Kartik Tyagi

Personal information
- Born: 8 November 2000 (age 25) Hapur, Uttar Pradesh, India
- Height: 1.91 m (6 ft 3 in)
- Batting: Right-handed
- Bowling: Right arm fast
- Role: Bowler

Domestic team information
- 2017-present: Uttar Pradesh
- 2020–2021: Rajasthan Royals
- 2022–2023: Sunrisers Hyderabad
- 2024: Gujarat Titans
- 2026–present: Kolkata Knight Riders

Career statistics
| Competition | FC | LA | T20 |
| Matches | 3 | 17 | 33 |
| Runs scored | 14 | 21 | 13 |
| Batting average | 7.00 | 7.00 | 3.25 |
| 100s/50s | 0/0 | 0/0 | 0/0 |
| Top score | 7 | 8* | 7 |
| Balls bowled | 318 | 803 | 645 |
| Wickets | 5 | 29 | 25 |
| Bowling average | 32.60 | 25.89 | 40.12 |
| 5 wickets in innings | 0 | 0 | 0 |
| 10 wickets in match | 0 | 0 | 0 |
| Best bowling | 2/15 | 3/24 | 2/23 |
| Catches/stumpings | 1/– | 2/– | 3/– |

Medal record
Men's cricket
Representing India
ICC U19 Cricket World Cup
| Runner-up | 2020 South Africa |  |
- Source: ESPNcricinfo, 9 April 2025

= Kartik Tyagi =

Indian cricketer (born 2000)

Kartik Tyagi (born 8 November 2000) is an Indian cricketer. He plays for Uttar Pradesh in domestic cricket and Kolkata Knight Riders in the Indian Premier League. He made his first-class debut in the 2017–18 Ranji Trophy on 6 October 2017. Tyagi was a key member of India's 2020 U19 World Cup team, where he picked 11 wickets during India's run to the final.

== Career ==
He made his List A debut for Uttar Pradesh in the 2017–18 Vijay Hazare Trophy on 5 February 2018. In December 2019, he was named in India's squad for the 2020 Under-19 Cricket World Cup. In the 2020 IPL auction, he was bought by the Rajasthan Royals ahead of the 20 lacs2020 Indian Premier League. He made his Twenty20 debut for the Rajasthan Royals in the 2020 Indian Premier League on 6 October 2020, against the Mumbai Indians.

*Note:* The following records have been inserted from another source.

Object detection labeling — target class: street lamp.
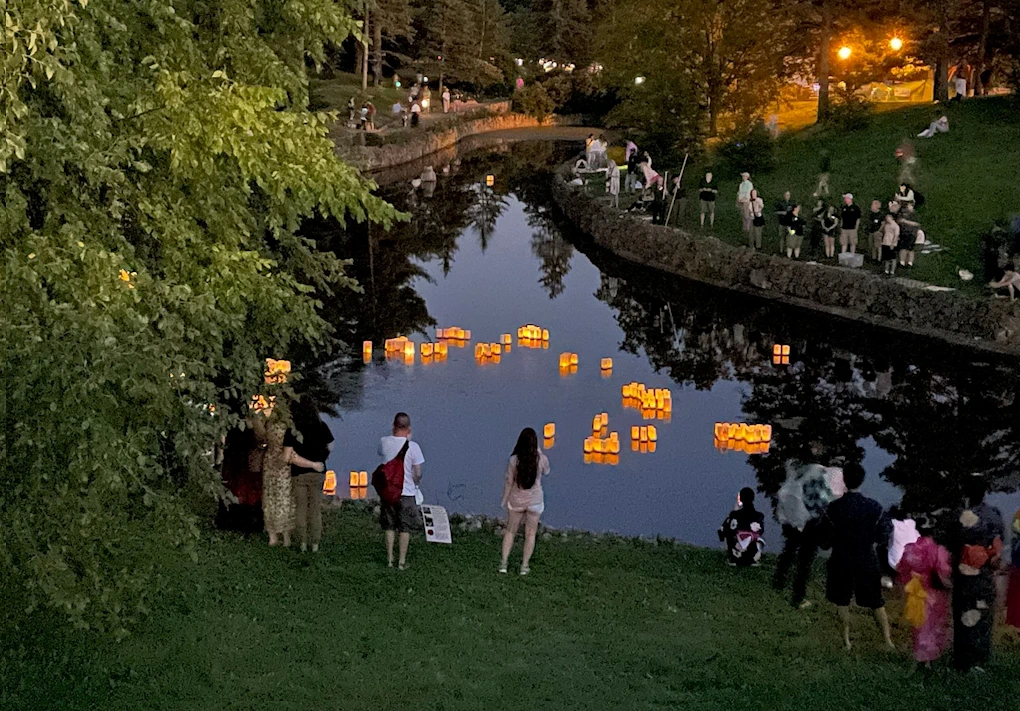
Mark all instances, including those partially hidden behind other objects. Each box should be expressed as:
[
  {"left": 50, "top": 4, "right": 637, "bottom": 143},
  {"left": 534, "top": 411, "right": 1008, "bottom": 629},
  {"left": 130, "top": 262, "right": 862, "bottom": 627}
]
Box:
[
  {"left": 837, "top": 46, "right": 852, "bottom": 61},
  {"left": 890, "top": 37, "right": 903, "bottom": 52}
]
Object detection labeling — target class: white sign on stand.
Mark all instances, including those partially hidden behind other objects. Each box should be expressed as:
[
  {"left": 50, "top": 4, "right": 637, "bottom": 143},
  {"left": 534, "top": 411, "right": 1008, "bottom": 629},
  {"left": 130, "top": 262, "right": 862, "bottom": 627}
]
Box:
[{"left": 420, "top": 505, "right": 452, "bottom": 544}]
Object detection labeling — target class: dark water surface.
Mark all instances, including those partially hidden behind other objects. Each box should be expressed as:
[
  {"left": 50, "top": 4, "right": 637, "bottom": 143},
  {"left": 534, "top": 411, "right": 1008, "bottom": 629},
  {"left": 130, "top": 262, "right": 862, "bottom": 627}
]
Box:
[{"left": 316, "top": 139, "right": 1020, "bottom": 548}]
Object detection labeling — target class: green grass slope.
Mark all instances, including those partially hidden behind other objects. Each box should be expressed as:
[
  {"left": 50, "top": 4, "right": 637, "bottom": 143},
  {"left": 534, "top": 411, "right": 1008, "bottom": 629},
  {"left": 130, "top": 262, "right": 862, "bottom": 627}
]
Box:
[
  {"left": 2, "top": 506, "right": 1018, "bottom": 711},
  {"left": 674, "top": 98, "right": 1020, "bottom": 292}
]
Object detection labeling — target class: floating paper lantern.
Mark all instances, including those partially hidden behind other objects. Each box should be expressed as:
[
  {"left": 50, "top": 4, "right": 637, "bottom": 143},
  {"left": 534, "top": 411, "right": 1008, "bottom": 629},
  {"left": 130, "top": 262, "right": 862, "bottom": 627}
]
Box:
[
  {"left": 601, "top": 358, "right": 613, "bottom": 370},
  {"left": 593, "top": 438, "right": 604, "bottom": 453},
  {"left": 349, "top": 471, "right": 359, "bottom": 487},
  {"left": 436, "top": 342, "right": 448, "bottom": 356},
  {"left": 647, "top": 425, "right": 657, "bottom": 442},
  {"left": 607, "top": 437, "right": 620, "bottom": 454},
  {"left": 463, "top": 330, "right": 471, "bottom": 340},
  {"left": 772, "top": 344, "right": 791, "bottom": 366},
  {"left": 569, "top": 353, "right": 578, "bottom": 366},
  {"left": 359, "top": 471, "right": 368, "bottom": 487},
  {"left": 421, "top": 343, "right": 434, "bottom": 357},
  {"left": 631, "top": 426, "right": 640, "bottom": 440},
  {"left": 559, "top": 353, "right": 571, "bottom": 368},
  {"left": 583, "top": 437, "right": 594, "bottom": 453},
  {"left": 491, "top": 343, "right": 502, "bottom": 355},
  {"left": 584, "top": 452, "right": 594, "bottom": 465},
  {"left": 323, "top": 470, "right": 337, "bottom": 496},
  {"left": 639, "top": 426, "right": 649, "bottom": 442},
  {"left": 542, "top": 329, "right": 550, "bottom": 341},
  {"left": 502, "top": 334, "right": 512, "bottom": 345},
  {"left": 403, "top": 341, "right": 415, "bottom": 357},
  {"left": 544, "top": 423, "right": 555, "bottom": 438},
  {"left": 592, "top": 416, "right": 601, "bottom": 433}
]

On 26 October 2020, Tyagi was named as one of four additional bowlers to travel with Indian cricket team for their tour to Australia.

On 21 September 2021, Tyagi conceded just one run in the final over against Punjab Kings while defending four, and was named man of the match. In February 2022, he was bought by the Sunrisers Hyderabad in the auction for the 2022 Indian Premier League tournament. He was released by Sunrisers Hyderabad in November 2023 after two seasons.